In this day and age of people adding everything and the kitchen sink to shotguns, I still believe shotguns are a KISS item. Ive always wanted an 1897 Trench Gun but havent gotten one yet. So here is my modern day take on one. This is my M590A1 with a 1917 sling and 1970s Police wood furniture. I LOVE this thing. No rails and flashlights for me. Leather and wood do just fine. Took all the black plastic off. Yuck.


----------



## sneakygroundbuzzard (Nov 1, 2012)

very nice looking scattergun

i too prefer wood over plastic

however my dedicated turkey gun, 835 ultimag,does have a syn stock on it only because it came that way and is camo


----------



## Indiana Jones (Aug 28, 2014)

Thanks. I totally understand the plastic and I have some guns with it. It comes in handy but I prefer them old school. Ive wanted a camo shotgun forever. I need to pick one up.


----------



## dwtrees (Mar 5, 2012)

Nice looking shotgun. How long is the barrel on that one?

I'm still shooting my Winchester 1200 pump (all wood) I bought back in 1972. Still works great.


----------



## hassell (Feb 9, 2010)

Nice looking rig.


----------



## Jonbnks (Jan 21, 2012)

Nice looking shotgun. You're correct, KISS is how a shotgun should be.


----------



## youngdon (Mar 10, 2010)

I still need to develop that cupholder for AR's and shotguns for all the add-on guys. That is a good lookin' firearm.


----------



## Indiana Jones (Aug 28, 2014)

Thanks everyone. This one has the 20" barrel. Id love to find a wood handled bayonet for it and a heatshield to complete the look. Unfortunately the heatshield will be a PITA because of the sights the shotgun came with.


----------



## Indiana Jones (Aug 28, 2014)

Added a neoprene shotshell holder.
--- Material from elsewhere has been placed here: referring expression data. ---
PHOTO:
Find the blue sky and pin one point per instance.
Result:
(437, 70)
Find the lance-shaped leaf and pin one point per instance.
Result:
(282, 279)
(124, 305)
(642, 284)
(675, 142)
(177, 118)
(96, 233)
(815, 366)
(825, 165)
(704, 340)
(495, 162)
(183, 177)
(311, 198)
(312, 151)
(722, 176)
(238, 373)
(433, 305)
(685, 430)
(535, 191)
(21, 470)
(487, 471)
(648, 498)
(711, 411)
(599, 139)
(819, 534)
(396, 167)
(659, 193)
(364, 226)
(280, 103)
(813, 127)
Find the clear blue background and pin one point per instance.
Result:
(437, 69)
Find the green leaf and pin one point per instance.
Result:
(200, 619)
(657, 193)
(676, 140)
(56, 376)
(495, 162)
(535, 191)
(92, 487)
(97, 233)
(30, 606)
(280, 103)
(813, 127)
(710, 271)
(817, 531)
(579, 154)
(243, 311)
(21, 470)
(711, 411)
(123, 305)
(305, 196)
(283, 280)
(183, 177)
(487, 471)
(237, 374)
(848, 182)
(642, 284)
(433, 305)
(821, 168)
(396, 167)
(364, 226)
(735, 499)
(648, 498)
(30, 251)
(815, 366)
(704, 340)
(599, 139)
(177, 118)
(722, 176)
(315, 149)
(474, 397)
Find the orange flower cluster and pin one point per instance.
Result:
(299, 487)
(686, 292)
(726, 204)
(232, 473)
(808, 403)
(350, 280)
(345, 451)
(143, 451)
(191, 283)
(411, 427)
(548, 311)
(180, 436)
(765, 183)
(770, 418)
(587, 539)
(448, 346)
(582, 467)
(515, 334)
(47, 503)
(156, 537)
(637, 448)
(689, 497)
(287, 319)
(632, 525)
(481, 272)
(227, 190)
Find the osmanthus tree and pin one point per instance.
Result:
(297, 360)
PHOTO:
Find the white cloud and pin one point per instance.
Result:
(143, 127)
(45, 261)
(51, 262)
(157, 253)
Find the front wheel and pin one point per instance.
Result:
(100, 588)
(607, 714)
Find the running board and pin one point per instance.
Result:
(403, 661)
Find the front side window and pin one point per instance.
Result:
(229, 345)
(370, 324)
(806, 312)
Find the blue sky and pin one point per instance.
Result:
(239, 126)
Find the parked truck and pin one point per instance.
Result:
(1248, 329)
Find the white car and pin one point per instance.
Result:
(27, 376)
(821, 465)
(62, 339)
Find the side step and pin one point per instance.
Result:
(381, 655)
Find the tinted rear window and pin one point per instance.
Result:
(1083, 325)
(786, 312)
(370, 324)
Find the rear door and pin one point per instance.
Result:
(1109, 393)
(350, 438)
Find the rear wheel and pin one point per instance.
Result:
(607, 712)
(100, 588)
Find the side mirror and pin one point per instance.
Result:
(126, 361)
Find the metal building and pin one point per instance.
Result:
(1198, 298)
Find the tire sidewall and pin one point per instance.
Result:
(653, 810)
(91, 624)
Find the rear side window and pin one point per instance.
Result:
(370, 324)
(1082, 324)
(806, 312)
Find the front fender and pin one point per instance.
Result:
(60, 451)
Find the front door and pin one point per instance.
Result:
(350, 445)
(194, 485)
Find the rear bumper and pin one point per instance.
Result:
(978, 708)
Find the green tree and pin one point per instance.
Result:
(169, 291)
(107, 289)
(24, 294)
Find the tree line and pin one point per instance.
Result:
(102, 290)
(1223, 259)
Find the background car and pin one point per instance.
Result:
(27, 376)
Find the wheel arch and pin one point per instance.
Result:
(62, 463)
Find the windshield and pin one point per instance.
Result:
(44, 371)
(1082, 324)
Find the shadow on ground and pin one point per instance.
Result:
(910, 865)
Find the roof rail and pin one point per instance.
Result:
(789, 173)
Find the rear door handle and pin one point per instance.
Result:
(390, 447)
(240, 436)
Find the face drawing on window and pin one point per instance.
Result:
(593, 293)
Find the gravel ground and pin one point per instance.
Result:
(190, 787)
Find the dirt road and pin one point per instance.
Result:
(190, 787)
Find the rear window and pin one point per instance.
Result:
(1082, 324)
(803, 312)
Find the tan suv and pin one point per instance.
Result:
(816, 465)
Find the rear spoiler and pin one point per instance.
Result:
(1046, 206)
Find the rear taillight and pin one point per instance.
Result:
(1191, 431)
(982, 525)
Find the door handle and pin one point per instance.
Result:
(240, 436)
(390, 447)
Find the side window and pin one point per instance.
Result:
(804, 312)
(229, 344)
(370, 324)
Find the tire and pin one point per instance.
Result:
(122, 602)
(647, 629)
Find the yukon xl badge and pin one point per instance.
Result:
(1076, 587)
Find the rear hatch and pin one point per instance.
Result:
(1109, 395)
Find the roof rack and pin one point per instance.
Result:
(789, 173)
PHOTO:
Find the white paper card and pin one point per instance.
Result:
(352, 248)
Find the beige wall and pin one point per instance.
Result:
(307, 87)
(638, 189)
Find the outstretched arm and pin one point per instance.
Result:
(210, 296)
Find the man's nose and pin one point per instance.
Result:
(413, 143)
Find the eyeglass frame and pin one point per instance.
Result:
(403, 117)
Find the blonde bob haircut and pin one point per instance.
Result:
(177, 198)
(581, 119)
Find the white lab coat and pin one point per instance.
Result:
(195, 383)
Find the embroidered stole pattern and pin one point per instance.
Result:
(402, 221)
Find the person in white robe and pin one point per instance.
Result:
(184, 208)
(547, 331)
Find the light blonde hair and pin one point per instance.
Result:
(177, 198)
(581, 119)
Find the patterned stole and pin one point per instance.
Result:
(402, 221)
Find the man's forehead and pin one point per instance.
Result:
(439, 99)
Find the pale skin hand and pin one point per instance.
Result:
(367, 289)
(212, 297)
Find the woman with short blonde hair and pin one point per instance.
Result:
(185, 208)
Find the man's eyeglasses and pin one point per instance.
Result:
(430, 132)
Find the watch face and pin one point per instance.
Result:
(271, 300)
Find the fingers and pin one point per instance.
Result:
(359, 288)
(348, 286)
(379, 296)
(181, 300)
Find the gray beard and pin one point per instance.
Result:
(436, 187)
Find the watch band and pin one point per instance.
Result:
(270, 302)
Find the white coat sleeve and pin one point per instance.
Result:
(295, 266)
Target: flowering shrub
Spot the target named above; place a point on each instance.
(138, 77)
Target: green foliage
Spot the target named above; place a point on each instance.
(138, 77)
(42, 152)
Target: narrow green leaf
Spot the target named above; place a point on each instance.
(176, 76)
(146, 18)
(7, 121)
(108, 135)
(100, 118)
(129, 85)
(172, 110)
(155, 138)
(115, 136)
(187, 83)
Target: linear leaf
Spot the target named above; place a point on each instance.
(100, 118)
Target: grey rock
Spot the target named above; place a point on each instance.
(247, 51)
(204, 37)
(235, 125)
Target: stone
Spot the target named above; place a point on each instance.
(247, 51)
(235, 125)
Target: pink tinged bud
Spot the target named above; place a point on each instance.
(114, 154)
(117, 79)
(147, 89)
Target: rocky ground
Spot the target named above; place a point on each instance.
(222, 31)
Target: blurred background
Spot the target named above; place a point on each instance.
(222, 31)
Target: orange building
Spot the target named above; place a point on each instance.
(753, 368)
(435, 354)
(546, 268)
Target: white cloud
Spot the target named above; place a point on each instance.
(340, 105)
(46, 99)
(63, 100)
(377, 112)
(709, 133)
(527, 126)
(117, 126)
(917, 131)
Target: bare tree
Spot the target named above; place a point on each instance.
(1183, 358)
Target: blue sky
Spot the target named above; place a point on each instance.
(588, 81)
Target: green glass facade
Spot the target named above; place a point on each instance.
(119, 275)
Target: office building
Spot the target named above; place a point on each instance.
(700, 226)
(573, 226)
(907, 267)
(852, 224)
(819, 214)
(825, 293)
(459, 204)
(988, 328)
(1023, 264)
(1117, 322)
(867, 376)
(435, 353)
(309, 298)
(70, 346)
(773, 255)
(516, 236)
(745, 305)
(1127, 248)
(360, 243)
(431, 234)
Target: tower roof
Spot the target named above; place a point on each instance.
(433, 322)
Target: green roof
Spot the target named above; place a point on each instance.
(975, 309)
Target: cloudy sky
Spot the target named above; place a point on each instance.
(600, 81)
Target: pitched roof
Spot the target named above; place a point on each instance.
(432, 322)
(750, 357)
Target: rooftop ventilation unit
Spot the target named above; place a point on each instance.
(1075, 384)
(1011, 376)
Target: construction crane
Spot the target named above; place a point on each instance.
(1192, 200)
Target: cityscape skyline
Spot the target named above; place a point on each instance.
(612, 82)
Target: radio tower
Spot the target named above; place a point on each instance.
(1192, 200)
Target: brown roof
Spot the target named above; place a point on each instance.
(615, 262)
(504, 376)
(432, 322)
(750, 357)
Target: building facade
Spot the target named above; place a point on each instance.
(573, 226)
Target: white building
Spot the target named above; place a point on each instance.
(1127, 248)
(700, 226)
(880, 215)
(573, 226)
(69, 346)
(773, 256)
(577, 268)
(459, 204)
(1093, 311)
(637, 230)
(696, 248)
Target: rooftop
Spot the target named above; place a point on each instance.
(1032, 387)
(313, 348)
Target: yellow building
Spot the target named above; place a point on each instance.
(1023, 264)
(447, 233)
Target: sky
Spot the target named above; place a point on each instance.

I can take it off and replace it whenever instead of a typical sidesaddle


----------



## Indiana Jones (Aug 28, 2014)

Oops meant to add, Im looking for a leather one.


----------



## sneakygroundbuzzard (Nov 1, 2012)

i like the shell holder

i have one like that on my TIKKA T3 .270

oh ya, i like your avatar pic too

he was and is one of fav actors of all time


----------



## SWAMPBUCK10PT (Apr 5, 2010)

*YUP!!!!!!!!!!!!!!!! SOLD MY 1897 WIN BACK IN "65" STILL MISS IT------ I. J. NICE SHOTGUN*


----------